For whatever reason, God has allowed me to see a lot of things in my short life. I have been to two different continents, for very different reasons. After spending the past two weeks in Africa, I realized something that to me is, well…amazing. Four years ago I witnessed the rich side of life as an intern athletic trainer for the New York Jets. A life defined by lots of possessions, and a larger than life lifestyle. The past two weeks I have seen something very different in a world that most of us would consider impoverished. Simplicity, an ancient style of living rooted in family and community. I have now had the opportunity to listen to an NFL player complain about trying to sell his Ferrari, and also witnessed the joy of a child throwing a frisbee for the first time in her life. Two very different worlds, one very clear need.
For most of my life I have tried to make it to the top. After all, isn’t that what we are supposed to do. I found that when I reached it, all I found in my heart was sadness. I spent five weeks in New York, wishing that they would go quickly so I could leave. I spent two weeks in Africa, wanting to stay longer. In the places of the plans I set up for myself, I found that I wanted to be anywhere but there. Within God’s plans for my life, I found that there was no where in the world that I would rather be. Very much to my suprise, I have recieved more joy in holding a child without shoes and covered in dirt, than having the opportunity to work with professional athletes.
I loved Uganda, and when I really think about it I realize how much. I wish it would have hit me harder, but my emotions seem to still be locked up. Even with all the beauty I saw in Africa. I know that I am a new creation, but I can’t explain why God didn’t unlock my heart in those mountains. It made me so frustrated, but I am learning something in it. Maybe the Lord wanted it to be subtle, not like fireworks, a big bang with no lasting effect. I don’t know, and I certainly don’t understand. However, I do know that most of my life has been characterized by perfectionism, and numb efficiency, which has never brought peace or joy. But in Africa time seemed to not exist. It was like God in that aspect, being outside of time. Joy, love, friendship and community abound, along with a keen awareness of God’s presence, and reckless dependence upon His Grace.

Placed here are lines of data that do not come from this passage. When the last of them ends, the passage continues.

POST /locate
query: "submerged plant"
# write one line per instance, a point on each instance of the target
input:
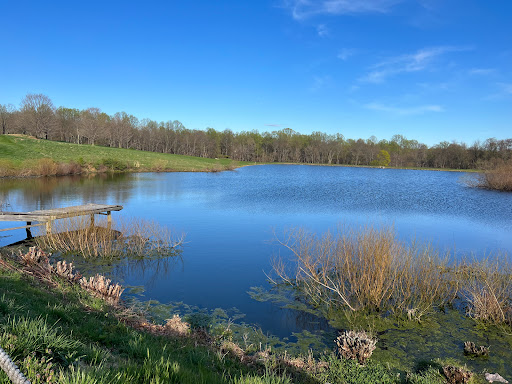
(470, 349)
(354, 345)
(456, 375)
(135, 237)
(367, 269)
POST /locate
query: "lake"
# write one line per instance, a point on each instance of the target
(231, 219)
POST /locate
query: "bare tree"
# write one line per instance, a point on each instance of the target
(6, 117)
(38, 114)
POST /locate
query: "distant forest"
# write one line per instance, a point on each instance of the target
(37, 116)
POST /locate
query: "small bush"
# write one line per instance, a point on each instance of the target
(497, 175)
(112, 165)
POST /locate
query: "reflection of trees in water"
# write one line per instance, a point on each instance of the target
(48, 192)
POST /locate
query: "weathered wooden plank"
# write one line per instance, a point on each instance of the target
(24, 217)
(25, 226)
(59, 213)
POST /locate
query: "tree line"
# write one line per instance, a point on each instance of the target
(37, 116)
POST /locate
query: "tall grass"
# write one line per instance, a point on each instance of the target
(132, 237)
(367, 269)
(486, 286)
(370, 269)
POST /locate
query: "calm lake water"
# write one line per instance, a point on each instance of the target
(230, 219)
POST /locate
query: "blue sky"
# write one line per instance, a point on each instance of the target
(431, 70)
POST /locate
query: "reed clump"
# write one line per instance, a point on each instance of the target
(486, 287)
(354, 345)
(370, 269)
(133, 237)
(367, 269)
(103, 287)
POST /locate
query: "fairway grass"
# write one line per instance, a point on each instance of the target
(23, 152)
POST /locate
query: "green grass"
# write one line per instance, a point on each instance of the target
(64, 335)
(78, 337)
(21, 150)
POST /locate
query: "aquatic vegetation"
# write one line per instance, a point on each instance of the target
(470, 349)
(366, 269)
(133, 237)
(456, 375)
(486, 285)
(355, 346)
(370, 270)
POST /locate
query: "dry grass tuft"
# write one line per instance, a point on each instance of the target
(134, 237)
(470, 349)
(354, 345)
(65, 270)
(366, 269)
(496, 175)
(177, 326)
(371, 270)
(487, 287)
(102, 287)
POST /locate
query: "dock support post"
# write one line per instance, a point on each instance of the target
(49, 227)
(29, 233)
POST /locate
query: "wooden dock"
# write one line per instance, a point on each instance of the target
(47, 216)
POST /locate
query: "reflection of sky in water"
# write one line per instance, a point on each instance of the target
(229, 218)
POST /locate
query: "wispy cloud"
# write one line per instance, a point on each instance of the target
(504, 91)
(482, 71)
(403, 111)
(320, 82)
(413, 62)
(345, 53)
(322, 30)
(303, 9)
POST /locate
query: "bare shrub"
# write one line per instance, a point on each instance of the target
(103, 287)
(470, 349)
(487, 287)
(369, 268)
(135, 237)
(354, 345)
(496, 175)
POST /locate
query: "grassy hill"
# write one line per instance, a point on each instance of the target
(22, 156)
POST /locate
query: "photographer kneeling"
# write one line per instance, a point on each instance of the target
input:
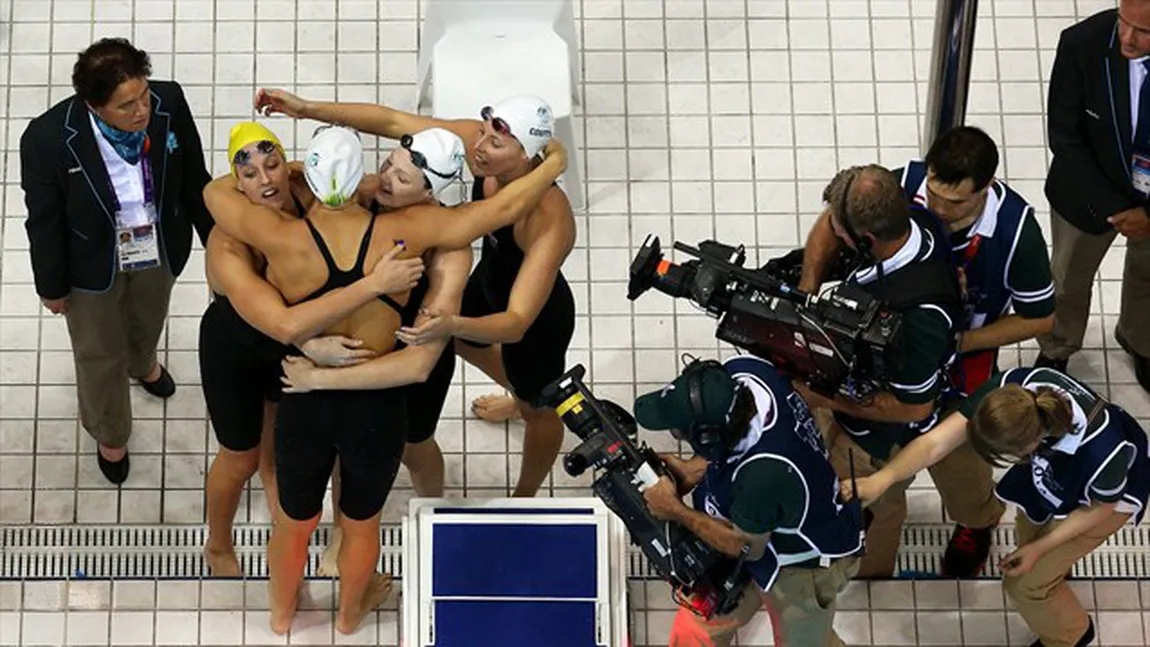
(763, 483)
(905, 262)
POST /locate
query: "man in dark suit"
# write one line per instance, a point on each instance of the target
(113, 179)
(1099, 179)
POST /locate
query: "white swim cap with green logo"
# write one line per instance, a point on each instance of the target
(334, 166)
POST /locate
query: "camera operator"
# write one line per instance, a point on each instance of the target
(1003, 266)
(906, 263)
(753, 434)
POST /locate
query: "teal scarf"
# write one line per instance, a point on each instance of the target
(128, 145)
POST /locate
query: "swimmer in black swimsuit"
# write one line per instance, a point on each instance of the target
(428, 368)
(519, 313)
(239, 364)
(366, 432)
(426, 371)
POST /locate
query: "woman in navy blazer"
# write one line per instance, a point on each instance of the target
(113, 179)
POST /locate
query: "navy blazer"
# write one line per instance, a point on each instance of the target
(1089, 125)
(70, 207)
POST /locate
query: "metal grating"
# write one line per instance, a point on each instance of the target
(123, 552)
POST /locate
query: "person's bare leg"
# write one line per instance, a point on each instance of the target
(227, 476)
(424, 462)
(329, 562)
(493, 408)
(496, 408)
(361, 588)
(268, 460)
(286, 559)
(542, 440)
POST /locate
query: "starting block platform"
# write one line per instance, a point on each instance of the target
(514, 571)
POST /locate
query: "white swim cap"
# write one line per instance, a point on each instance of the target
(527, 118)
(438, 153)
(334, 166)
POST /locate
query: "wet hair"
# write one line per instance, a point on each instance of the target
(742, 411)
(875, 202)
(104, 66)
(1010, 420)
(964, 153)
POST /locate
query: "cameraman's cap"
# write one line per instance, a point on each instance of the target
(334, 166)
(527, 118)
(671, 408)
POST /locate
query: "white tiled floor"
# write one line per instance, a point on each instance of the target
(702, 118)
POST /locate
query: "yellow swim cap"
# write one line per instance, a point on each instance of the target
(250, 132)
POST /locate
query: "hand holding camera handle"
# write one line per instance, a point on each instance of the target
(646, 476)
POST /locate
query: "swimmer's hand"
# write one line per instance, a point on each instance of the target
(391, 275)
(869, 488)
(299, 375)
(336, 351)
(434, 328)
(278, 101)
(554, 148)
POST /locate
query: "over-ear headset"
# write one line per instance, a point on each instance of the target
(703, 432)
(861, 243)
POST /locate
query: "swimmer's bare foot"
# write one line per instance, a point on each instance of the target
(281, 619)
(329, 562)
(378, 588)
(496, 408)
(222, 563)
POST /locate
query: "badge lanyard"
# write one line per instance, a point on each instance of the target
(146, 169)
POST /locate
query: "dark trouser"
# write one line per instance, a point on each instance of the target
(114, 336)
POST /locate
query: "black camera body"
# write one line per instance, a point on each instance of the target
(845, 343)
(705, 580)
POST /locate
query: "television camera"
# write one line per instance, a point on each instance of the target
(845, 341)
(705, 580)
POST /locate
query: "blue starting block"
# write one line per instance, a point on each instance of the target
(514, 571)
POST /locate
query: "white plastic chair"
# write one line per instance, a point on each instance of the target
(476, 53)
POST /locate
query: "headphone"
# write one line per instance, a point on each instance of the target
(861, 243)
(703, 432)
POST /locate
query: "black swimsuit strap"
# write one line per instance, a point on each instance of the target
(332, 269)
(361, 262)
(365, 245)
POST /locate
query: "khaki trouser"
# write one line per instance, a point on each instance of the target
(1042, 597)
(800, 603)
(964, 480)
(114, 336)
(1074, 264)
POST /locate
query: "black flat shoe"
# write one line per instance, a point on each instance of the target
(1044, 362)
(163, 387)
(1141, 364)
(114, 471)
(1087, 638)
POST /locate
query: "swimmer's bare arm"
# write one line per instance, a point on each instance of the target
(447, 272)
(261, 305)
(367, 117)
(545, 254)
(452, 228)
(260, 226)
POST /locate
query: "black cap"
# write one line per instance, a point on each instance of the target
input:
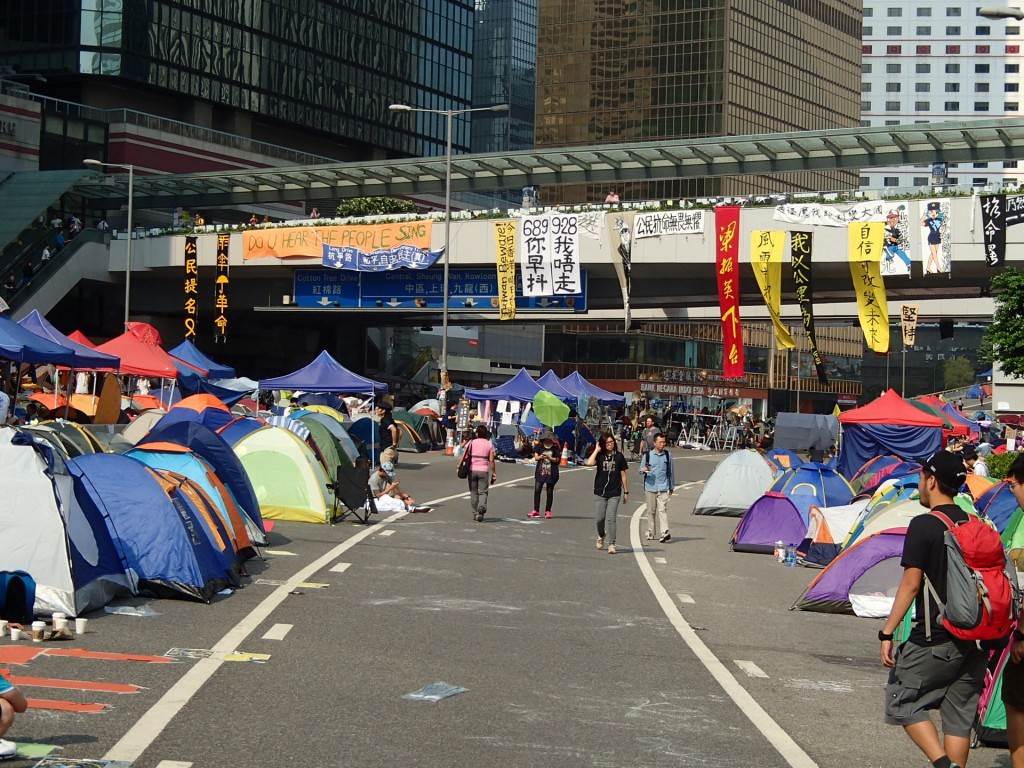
(947, 468)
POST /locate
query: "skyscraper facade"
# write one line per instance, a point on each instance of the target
(622, 72)
(933, 61)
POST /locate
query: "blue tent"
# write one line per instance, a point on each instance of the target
(187, 352)
(520, 388)
(325, 375)
(576, 383)
(164, 544)
(85, 357)
(22, 345)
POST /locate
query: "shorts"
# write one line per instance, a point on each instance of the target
(947, 677)
(1013, 685)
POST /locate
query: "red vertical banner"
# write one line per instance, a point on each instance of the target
(727, 268)
(190, 286)
(220, 302)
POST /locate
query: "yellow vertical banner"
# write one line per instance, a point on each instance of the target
(865, 242)
(505, 239)
(766, 258)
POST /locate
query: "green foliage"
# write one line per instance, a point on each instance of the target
(1004, 340)
(375, 207)
(999, 463)
(957, 372)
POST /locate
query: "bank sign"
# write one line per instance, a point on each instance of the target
(469, 290)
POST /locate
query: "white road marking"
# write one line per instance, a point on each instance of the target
(751, 669)
(781, 740)
(278, 632)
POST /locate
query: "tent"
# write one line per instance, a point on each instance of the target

I have been in a place that I thought would be defined by joy and happiness, but instead for me was full of stress and sadness. I now have also been in a place that to some is defined by despair and hopelessness. Instead I found a place bursting with faith, hope and love. It has brought me to a very interesting conclusion: I would choose simplicity and “poverty” over the decadence I experienced in New York everytime. I guess Jesus really meant what he said, that he came to give us life, and to give it abundantly. And in that, I see a small glimpse of the power of the gospel.